Yeah exactly that. Conceptually it’s far superior to manyrepos. But it does have downsides:

git will be slower, and it doesn’t really have great support for this way of working. I mean it provides raw commands for partial checkouts… but you’re kind of on your own.
You can’t realistically view a git log --graph any more since there will be just way too many commits. Though tbf you can get to that state without a monorepo if you have a big project and work with numskulls who make 50 commits for a small MR and don’t squash.

Also it’s not really a downside since you should be doing this anyway, but you need to use a build tool that sandboxes dependencies so it can guarantee there are no missing edges in your dependency graph (Bazel, Buck, Pants, Please, Landlock Make, etc.). Otherwise you will be constantly breaking master when things aren’t checked in CI that should be.

bellsDoSing@lemm.ee on 20 Jul 2024 10:52 collapse

True, git itself can’t prevent people from creating a mess of a commit graph.

TBH, lots of build systems mentioned here I’ve never encountered so far. But this makes it clearer that one can’t reason about how viable a “one big monorepo only” approach mighy be by just considering the capabilities of current git, coming from a “manyrepo” mindset. Likely that was the pitfall I fell into coming into this discussion.

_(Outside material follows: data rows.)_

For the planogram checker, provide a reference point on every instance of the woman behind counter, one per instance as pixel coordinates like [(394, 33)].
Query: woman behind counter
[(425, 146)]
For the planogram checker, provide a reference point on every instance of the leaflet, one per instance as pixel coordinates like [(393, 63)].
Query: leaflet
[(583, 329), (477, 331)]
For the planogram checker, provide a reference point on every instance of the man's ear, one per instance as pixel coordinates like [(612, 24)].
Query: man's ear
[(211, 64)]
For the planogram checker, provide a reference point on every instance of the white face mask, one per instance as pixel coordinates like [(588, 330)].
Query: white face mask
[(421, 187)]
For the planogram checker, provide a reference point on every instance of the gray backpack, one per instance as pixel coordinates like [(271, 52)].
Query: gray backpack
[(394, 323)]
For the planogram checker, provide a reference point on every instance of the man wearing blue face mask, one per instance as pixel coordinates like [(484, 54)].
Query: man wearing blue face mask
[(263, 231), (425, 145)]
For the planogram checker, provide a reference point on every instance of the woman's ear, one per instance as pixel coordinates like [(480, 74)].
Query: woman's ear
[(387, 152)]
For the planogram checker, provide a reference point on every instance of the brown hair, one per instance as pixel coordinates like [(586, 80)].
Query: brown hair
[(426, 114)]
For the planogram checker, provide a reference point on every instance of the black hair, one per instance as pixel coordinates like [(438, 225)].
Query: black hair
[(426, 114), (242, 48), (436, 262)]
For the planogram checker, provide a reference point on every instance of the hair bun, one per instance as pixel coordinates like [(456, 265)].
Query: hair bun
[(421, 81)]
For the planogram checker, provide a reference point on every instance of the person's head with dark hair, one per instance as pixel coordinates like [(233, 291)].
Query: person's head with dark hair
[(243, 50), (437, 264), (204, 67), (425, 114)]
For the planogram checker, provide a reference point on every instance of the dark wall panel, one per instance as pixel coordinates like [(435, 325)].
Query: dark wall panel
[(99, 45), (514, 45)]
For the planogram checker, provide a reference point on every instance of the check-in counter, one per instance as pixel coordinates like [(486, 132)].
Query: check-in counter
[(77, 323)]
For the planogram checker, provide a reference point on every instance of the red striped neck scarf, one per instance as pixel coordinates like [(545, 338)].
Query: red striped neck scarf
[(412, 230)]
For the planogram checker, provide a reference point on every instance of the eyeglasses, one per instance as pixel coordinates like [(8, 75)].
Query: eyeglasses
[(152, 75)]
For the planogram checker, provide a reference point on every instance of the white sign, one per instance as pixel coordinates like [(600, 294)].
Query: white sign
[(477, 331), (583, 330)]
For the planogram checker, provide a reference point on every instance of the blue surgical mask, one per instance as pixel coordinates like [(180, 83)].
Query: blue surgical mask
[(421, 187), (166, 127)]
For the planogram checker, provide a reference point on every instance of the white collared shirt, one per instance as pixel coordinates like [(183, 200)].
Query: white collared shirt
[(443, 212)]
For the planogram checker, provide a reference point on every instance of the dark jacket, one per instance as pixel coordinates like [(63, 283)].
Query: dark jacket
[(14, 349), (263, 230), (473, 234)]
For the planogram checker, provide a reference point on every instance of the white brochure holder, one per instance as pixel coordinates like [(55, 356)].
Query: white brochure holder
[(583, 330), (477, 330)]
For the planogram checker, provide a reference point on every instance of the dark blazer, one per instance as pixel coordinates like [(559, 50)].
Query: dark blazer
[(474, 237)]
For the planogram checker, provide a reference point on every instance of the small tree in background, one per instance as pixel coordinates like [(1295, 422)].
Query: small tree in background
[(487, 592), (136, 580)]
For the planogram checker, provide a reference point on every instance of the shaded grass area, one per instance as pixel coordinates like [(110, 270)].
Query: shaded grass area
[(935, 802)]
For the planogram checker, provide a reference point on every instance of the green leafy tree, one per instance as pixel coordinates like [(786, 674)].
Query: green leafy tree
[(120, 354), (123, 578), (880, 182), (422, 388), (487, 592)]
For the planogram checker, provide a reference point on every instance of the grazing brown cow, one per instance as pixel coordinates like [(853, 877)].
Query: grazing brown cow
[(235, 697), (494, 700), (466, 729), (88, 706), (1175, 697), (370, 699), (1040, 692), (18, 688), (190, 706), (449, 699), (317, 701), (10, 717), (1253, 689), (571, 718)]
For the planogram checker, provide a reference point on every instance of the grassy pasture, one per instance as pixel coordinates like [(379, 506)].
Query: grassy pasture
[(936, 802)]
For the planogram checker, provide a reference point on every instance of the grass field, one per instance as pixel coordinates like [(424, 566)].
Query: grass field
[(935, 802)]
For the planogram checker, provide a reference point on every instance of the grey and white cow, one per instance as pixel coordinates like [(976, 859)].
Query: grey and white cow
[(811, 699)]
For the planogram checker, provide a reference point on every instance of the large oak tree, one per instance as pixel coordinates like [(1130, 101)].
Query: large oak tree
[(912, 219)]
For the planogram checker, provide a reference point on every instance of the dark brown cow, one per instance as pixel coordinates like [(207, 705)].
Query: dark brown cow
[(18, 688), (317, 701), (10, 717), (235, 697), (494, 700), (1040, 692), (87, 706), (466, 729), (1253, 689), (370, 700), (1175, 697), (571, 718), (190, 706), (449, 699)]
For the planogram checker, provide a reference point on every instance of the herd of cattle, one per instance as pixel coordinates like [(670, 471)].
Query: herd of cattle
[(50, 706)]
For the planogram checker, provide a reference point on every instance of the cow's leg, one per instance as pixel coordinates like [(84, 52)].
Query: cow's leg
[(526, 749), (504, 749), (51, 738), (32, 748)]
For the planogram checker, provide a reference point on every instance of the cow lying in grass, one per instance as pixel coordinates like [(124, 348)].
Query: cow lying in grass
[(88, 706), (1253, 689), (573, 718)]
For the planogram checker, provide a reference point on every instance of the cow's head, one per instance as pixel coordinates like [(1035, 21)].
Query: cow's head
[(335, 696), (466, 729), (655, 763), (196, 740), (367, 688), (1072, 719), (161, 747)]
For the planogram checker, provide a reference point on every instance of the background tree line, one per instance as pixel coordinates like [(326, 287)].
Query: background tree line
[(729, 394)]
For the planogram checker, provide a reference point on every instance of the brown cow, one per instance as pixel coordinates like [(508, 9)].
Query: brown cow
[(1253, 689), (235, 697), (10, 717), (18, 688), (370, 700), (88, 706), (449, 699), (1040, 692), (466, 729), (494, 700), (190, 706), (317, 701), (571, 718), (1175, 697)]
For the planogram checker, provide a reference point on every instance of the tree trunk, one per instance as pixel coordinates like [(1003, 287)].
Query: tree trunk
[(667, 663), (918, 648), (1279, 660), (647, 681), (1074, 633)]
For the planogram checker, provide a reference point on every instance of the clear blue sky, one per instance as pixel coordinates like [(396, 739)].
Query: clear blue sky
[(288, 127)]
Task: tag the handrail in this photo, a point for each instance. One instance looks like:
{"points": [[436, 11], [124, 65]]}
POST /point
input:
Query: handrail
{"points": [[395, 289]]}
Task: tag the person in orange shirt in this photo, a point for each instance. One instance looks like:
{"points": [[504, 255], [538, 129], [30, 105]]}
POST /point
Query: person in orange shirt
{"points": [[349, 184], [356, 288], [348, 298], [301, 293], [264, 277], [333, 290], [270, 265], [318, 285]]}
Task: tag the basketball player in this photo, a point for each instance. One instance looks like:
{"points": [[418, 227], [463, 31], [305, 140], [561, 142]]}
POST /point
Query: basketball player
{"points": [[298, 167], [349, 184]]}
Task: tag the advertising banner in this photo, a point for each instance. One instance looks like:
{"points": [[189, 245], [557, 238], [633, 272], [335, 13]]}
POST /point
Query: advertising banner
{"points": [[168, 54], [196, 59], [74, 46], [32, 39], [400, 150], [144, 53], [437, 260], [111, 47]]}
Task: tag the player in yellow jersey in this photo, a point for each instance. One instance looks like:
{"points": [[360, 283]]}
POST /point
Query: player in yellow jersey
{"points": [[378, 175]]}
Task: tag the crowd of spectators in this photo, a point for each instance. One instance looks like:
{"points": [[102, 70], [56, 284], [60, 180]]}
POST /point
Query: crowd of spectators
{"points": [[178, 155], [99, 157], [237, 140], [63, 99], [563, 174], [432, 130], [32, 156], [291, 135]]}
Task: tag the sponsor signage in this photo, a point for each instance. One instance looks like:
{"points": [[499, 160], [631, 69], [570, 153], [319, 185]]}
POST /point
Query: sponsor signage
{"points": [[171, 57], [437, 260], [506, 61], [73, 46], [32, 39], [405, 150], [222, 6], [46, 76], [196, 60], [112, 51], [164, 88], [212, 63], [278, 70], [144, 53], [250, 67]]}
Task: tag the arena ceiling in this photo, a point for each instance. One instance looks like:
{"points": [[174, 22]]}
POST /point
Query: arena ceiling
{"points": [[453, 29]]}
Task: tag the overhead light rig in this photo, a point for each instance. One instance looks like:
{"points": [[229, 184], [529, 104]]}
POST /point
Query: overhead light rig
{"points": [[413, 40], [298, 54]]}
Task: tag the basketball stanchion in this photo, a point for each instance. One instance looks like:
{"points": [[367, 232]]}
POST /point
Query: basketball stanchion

Anticorp@lemmy.world on 18 Jul 2024 16:08 next collapse

Because Facebook is a terrible company that can’t even build a functional website. They think they know better than the entire industry, yet can’t get basic features like browser history, link sharing, back buttons, or even comments and zooming working. Fuckin idiots.

collapse_already@lemmy.ml on 19 Jul 2024 03:54 next collapse

I use git daily and still wonder why I had fewer merge issues on a larger team in the 1990s with command line rcs on Solaris. Maybe we were just more disciplined then. I know we were less likely to work on the same file concurrently. I feel like I spend more time fighting the tools than I ever used to. Some of that is because of the dumb decisions that were made on our project a decade or more ago.

EatATaco@lemm.ee on 19 Jul 2024 10:07 collapse

I know we were less likely to work on the same file concurrently.

I mean, isn’t that when merge conflicts happen? Isn’t that your answer?

collapse_already@lemmy.ml on 19 Jul 2024 14:53 collapse

I was trying to say that tools were better about letting us know that another developer was modifying the same file as us, so we would collaborate in advance of creating the conflict.

EatATaco@lemm.ee on 19 Jul 2024 16:29 collapse

I gotcha, I misunderstood

greysemanticist@lemmy.one on 19 Jul 2024 21:07 collapse

jujutsu is a fresh take on git-- you describe the work you’re about to do with jj new -m ‘message’. Do the work. Anything not previously ignored in .gitignore is ready to commit with jj ci. You don’t have to git add anything. No futzing with stashes to switch or refocus work. Need that file back? jj restore FILENAME.

AnActOfCreation@programming.dev on 19 Jul 2024 22:17 collapse

It’s very optimistic to think people will be able to describe what they’re going to do before they do it. I find things rarely go exactly as planned and my commit messages usually include some nuance about my changes that I didn’t anticipate.

greysemanticist@lemmy.one on 20 Jul 2024 15:59 collapse

This is true. But at jj ci you’re plonked into an editor and can change the description.